Last updated on September 22nd, 2014 at 03:17 pm.
Why did I pick this case? Why the Cooler Master Elite 330?
Well, I’ve always liked the Cooler Master cases, especially the various models of the CM Stacker. Anyway, when I decided to buy a new case rather than just replace the contents in my old case, it had to be something reasonably cheap, particularly because I was already spending $150 on a new Antec Neo 650w power supply.
Normally I’m not fussed on most cases because under the paint and external cover, they are all a very similar chassis. However, this time I decided I wanted to get something with a more “user-friendly” chassis.
The vast majority of these better cases, Antec, Lian Li, Silverstone, Cooler Master and so on, are generally more expensive, some even ranging up to the $400 mark with no power supply.
This case caught my eye though because it was only $55 without a power supply and is the same as the one I chose for one of the new computers at work. As I’ve been inside the case at various times with the work one, I knew that it had a decent chassis and included some very simple, but also very effective devices that make it much easier to work on.
It is far from an ugly case as well, and like all Cooler Master cases, it is designed for maximum airflow. It comes with a 120mm fan pre-installed in the back of the case as well as an air intake duct leading from the side of the case directly to the CPU fan.
In addition to this there is a large vent in the side of the case that runs just short of the length of the video card, thus helping vent it.
Now, this is far from the least of the cooling idea’s in this case. There is space for another 120mm fan in the front of the case, or if you prefer, an 80mm or 92mm fan.
Not only this though, but as you can see in the photo’s, the majority of the front of the case is filtered vents. Even the 5 1/4″ and 3 1/2″ drive bay covers are filtered mesh. So even with just the CPU/video card fans, single 120mm out take fan in the back and the 80mm power supply fan, the case has heaps of airflow!

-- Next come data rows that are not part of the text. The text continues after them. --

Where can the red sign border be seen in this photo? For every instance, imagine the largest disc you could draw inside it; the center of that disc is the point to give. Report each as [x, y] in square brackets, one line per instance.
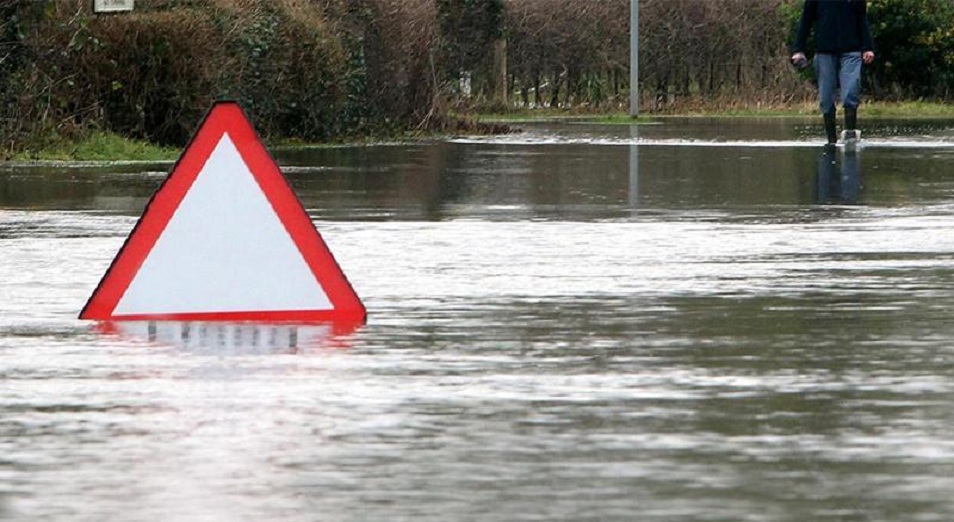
[226, 117]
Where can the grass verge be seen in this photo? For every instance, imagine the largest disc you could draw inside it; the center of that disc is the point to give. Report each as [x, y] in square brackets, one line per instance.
[97, 146]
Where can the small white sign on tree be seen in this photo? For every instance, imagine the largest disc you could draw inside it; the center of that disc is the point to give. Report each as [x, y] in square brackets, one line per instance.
[112, 6]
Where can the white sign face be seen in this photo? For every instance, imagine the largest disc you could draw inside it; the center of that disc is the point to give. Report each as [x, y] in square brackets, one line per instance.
[224, 250]
[112, 6]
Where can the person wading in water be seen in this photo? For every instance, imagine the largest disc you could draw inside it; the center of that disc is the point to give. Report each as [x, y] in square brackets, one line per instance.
[842, 43]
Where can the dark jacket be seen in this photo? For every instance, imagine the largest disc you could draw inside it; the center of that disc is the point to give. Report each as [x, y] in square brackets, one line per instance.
[841, 26]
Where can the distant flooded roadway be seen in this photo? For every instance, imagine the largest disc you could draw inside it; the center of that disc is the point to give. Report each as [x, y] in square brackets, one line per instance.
[697, 320]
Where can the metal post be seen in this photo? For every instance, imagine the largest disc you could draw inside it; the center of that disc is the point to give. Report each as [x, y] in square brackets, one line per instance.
[634, 58]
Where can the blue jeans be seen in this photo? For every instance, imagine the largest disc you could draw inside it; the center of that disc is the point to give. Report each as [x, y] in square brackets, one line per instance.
[836, 70]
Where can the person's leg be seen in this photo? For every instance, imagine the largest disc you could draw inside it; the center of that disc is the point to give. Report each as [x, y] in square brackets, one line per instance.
[849, 78]
[826, 70]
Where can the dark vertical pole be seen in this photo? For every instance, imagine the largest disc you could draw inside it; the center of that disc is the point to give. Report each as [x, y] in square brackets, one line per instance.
[634, 58]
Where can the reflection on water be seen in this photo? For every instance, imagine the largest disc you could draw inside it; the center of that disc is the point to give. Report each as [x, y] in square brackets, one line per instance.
[593, 323]
[222, 338]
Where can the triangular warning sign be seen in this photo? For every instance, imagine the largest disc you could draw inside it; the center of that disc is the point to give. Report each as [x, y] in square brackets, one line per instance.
[225, 239]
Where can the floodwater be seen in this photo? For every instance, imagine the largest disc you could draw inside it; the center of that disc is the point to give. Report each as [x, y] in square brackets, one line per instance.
[700, 320]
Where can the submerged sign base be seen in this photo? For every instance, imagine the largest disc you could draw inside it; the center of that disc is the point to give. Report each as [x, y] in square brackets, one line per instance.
[225, 238]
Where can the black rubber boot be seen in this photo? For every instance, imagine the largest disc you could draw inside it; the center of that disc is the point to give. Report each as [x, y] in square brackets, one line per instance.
[851, 119]
[830, 132]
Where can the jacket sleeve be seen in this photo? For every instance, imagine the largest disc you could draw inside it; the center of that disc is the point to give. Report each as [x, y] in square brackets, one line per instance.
[867, 42]
[809, 15]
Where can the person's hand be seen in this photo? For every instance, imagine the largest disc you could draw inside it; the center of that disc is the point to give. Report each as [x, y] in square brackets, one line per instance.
[799, 60]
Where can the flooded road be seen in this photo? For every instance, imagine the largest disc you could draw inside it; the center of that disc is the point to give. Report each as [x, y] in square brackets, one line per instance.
[700, 320]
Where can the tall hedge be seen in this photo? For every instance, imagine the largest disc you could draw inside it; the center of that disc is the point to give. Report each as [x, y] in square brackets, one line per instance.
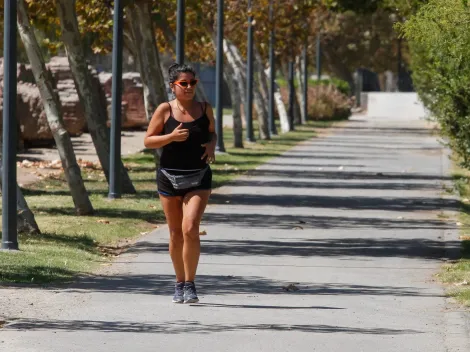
[439, 38]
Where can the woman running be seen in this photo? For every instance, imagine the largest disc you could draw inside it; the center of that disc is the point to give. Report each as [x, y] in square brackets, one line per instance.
[185, 131]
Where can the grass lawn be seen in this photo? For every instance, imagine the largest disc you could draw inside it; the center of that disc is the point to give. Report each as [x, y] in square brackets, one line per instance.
[72, 245]
[457, 274]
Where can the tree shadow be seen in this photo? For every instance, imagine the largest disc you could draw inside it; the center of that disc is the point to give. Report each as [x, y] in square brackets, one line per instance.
[405, 204]
[220, 285]
[421, 186]
[347, 175]
[289, 222]
[322, 247]
[190, 327]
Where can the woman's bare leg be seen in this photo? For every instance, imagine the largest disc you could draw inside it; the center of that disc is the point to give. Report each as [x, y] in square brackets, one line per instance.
[194, 204]
[173, 208]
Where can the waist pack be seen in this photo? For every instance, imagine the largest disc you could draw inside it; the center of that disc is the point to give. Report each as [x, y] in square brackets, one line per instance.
[184, 181]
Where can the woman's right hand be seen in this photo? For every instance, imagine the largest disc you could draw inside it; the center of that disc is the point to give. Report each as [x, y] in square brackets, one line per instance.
[179, 134]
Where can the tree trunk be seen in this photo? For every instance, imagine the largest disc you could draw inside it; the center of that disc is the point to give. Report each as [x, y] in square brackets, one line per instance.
[261, 96]
[52, 108]
[299, 72]
[88, 93]
[25, 221]
[235, 60]
[338, 68]
[281, 110]
[260, 104]
[143, 33]
[235, 79]
[297, 119]
[231, 78]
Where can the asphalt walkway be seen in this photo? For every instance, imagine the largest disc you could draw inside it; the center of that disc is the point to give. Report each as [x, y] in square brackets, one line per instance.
[331, 247]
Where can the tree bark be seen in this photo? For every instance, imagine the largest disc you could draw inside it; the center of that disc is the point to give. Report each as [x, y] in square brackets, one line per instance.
[261, 95]
[299, 72]
[235, 61]
[297, 119]
[140, 22]
[232, 75]
[25, 220]
[260, 104]
[88, 93]
[52, 108]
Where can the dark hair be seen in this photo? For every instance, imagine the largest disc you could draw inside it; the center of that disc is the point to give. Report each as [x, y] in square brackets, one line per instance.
[176, 69]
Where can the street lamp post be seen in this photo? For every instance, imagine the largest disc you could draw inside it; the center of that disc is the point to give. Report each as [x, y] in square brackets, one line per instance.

There is of course more to it than this. I needed a case that would fit at least most of my hard drives. I was looking at getting a 4U rackmount case purely because they support full ATX motherboards and expansion cards along with fitting 10 hard drives. However, this was out of my price range.
The Cooler Master Elite 330 has room for 7 3 1/2″ drives, I have 8 hard drives, I am going to do a little rearranging though and drop it back to 6 or 7, at least temporarily.
As I have this many hard drives and they are constantly being changed around as necessary, the easy to use, tool-free locks make it very easy to add and remove drives as necessary. They are definitely not the best ones on the market, but for the price of the case they are very decent.
I have been wary of tool-free expansion slots as I had one in a previous case that used a single screw to control every slot and this was extremely painful to use. However, the Cooler Master Elite 330 implements a very easy to use tool-free design. I imagine that once there are additional expansion cards in place it will start to have similar problems to the other ones I have used since it locks and unlocks every slot at once, however, as the design is significantly better than others I have used, I am hoping it won’t be as bad. Then there is also the fact that with the amount of features on newer motherboards, I am using less and less expansion cards, so it may not become an issue at all.
Yes, I do have a beige drive in a black case, but that’s okay. It will be getting replaced sooner or later anyway as it is starting to play up, for now though, it is perfectly fine.
Since taking these photo’s, the first hard drive is in place and I have been working on getting the operating system running on it properly. As that seems to now have been successful, expect to see a blog about that soon.